バージンヘアとは、ヘアカラー、ブリーチ、パーマ、縮毛矯正などの「薬剤(化学処理)」を一度も経験したことがない、生まれたままの状態の髪のことです。美容業界では、履歴が全くない「処女毛(しょじょもう)」とも呼ばれます。人工的な構造変化がないため、髪の芯(メデュラ)から表面(キューティクル)までが本来の強度を保っており、天然のツヤと弾力に満ちているのが最大の特徴です。

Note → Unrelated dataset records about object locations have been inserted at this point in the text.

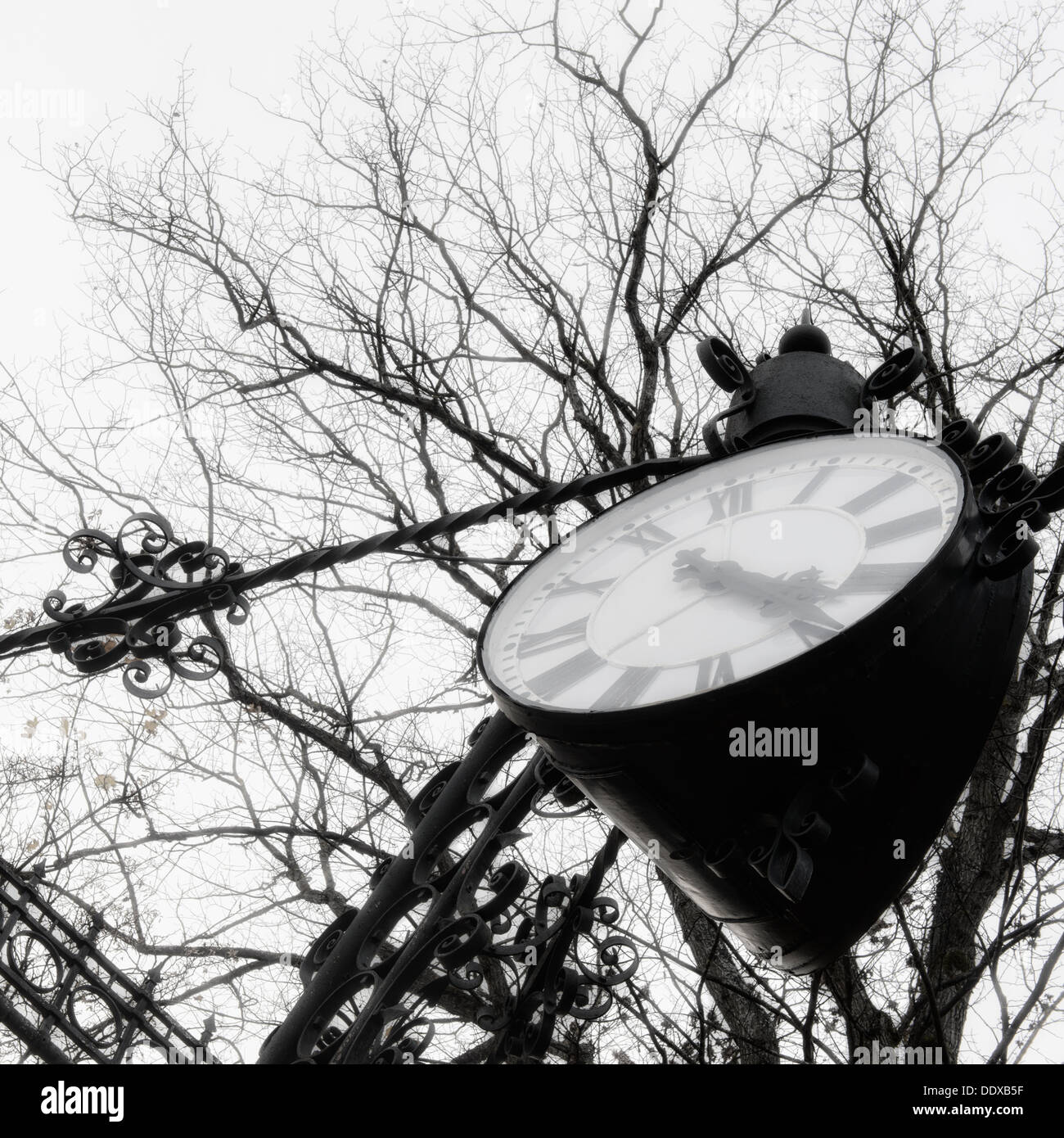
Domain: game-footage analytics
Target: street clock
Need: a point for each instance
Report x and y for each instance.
(776, 671)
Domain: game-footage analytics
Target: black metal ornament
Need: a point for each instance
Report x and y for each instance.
(894, 377)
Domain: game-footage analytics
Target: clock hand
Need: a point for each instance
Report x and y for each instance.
(729, 575)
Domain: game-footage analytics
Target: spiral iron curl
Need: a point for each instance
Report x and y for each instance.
(512, 951)
(160, 581)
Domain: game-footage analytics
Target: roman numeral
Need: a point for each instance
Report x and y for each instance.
(579, 586)
(715, 671)
(731, 501)
(624, 692)
(881, 493)
(904, 527)
(574, 633)
(812, 634)
(649, 536)
(551, 684)
(815, 483)
(880, 578)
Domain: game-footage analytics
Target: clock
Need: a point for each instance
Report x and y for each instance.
(720, 575)
(774, 673)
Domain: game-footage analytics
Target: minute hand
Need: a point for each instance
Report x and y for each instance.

しかし、「バージンヘア=無傷」とは限りません。薬剤ダメージはゼロでも、日々のドライヤーの熱、紫外線、枕との摩擦による「物理的ダメージ」は蓄積されています。また、健康すぎて薬剤を弾いてしまう性質があるため、初めてのカラーやパーマの際には、薬剤の浸透を促すための「高度な時間管理と薬剤選定」がプロの腕の見せ所となります。この真っ新な状態をいかに傷めずにデザインを乗せるかが、その後の数年間の髪質を左右する分水嶺となります。
主なポイント
- 「撥水性(はっすいせい)」の強さ: キューティクルが隙間なくピタッと閉じているため、水を弾きやすく、カラー剤やパーマ液が内部に浸透しにくい。初めての施術では「かかりにくい・染まりにくい」のが一般的。
- 「親水性(しんすいせい)」への変化:
- バージンヘア: 水を弾く(健康)。
- ダメージヘア: 水を吸い込みやすく、乾きにくい(不健康)。
- 「タンパク質」の密度: 内部の栄養(ケラチン等)が流出していないため、パーマをかけた際のリッジ(山の高さ)が非常に強く、弾力のある仕上がりになる。
- 「光の正反射」: 表面の凹凸が極めて少ないため、光を鏡のように反射する。ヘアオイルを塗らなくても「天使の輪」ができやすい。
- 「産毛(うぶげ)」との違い:
- バージンヘア: 履歴がない髪全体。
- ネープや顔周り: そもそも細くて柔らかい未熟な毛。これらはバージンヘアの中でも特に薬剤が効きやすいため注意が必要。
- 「ヘナ」や「マニキュア」の履歴: 酸化染毛剤を使っていなくても、これらでコーティングされている場合は、厳密にはバージンヘアとは扱わず、次のカラーに影響が出るため申告が必須。